Calving season is marked by long days entrenched in nature’s capacity for harshness. Covered in the proof of death—sometimes unavoidable and sometimes our fault—the world feels heavy, blue, and cold, no sound but the wind ripping violently through the dry grass and blood pounding in my ears.

What if we found her just a little sooner?

What if we had left her alone a little longer?

What if we had been able to get her onto her side?

What if we were able to reposition the calf and we just didn’t try hard enough?

What if she didn’t have to die?

The growing list of questions and second guesses is a wide chasm of alternate realities to dwell on that end in life instead of loss.

Sometimes the questions lead to answers, maybe not definitive, but at least educational. Those I can swallow. A lesson hard-learned is regretful but valuable—I’ll never forget it. But sometimes the questions are unanswerable. And those I have to figure out how to let go of, like the grass lets the frigid wind pass through it without being ripped from the ground.

Other days, or moments within days, the world is bright and golden and blindingly beautiful. The sun lighting the grass so brightly that it’s hard to look at. A new mamma cow licking her strong healthy calf so fiercely that I want to cry with happiness. Sleep deprivation may be largely to blame, but really I should just come to terms with the fact that I’m an overly emotional creature, sleep or no sleep.
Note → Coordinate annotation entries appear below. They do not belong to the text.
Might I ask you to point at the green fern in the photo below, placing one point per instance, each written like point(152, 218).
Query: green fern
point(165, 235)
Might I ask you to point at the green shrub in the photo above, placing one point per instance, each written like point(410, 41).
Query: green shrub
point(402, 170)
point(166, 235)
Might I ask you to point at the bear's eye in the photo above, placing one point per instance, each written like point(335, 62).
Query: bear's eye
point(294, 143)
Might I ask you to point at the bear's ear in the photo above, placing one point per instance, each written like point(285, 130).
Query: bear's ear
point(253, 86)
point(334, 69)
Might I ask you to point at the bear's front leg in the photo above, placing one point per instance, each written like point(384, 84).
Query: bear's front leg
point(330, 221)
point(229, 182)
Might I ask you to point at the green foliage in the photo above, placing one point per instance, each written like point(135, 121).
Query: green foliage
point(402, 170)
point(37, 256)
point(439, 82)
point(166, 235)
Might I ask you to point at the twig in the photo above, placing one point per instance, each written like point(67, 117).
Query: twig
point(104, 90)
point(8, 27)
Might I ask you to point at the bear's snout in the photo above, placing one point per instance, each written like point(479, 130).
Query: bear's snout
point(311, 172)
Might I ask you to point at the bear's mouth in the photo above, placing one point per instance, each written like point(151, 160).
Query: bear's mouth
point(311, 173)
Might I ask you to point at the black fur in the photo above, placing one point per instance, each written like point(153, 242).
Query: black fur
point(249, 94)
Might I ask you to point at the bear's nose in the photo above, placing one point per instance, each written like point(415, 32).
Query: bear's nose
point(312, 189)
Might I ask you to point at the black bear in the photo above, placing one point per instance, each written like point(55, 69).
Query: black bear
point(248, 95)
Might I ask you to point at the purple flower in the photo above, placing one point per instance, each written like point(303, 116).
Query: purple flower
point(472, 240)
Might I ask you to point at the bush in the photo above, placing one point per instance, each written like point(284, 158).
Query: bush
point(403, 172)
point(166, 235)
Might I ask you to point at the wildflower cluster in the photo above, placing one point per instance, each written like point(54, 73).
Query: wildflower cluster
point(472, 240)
Today we got some sleep. We woke late (for us) in our bedrolls in the calving barn, cocoons of wool and dust and stressful dreams. It had rained in the night and when we rode out onto the plains the air was still and the earth was damp and all the birds in the entire Texas panhandle were singing their praises to spring. Calves littered the plains—dark lumps still asleep in the grass and lively shapes leaping through the endless sea of gold. As we rode through them, I was overwhelmed with the feeling of privilege to have had a hand in their existence. To, in some cases, get to see them through the entire production cycle of their lives on the Frying Pan—from birth to branding, weaning, and eventually calving their own calves. Over and over the cyclical patterns of living with and for and by nature repeat themselves, and with any luck each time they pass by, I grasp a little more of their meaning, and learn enough lessons that spring can be full of more gold days than blue ones.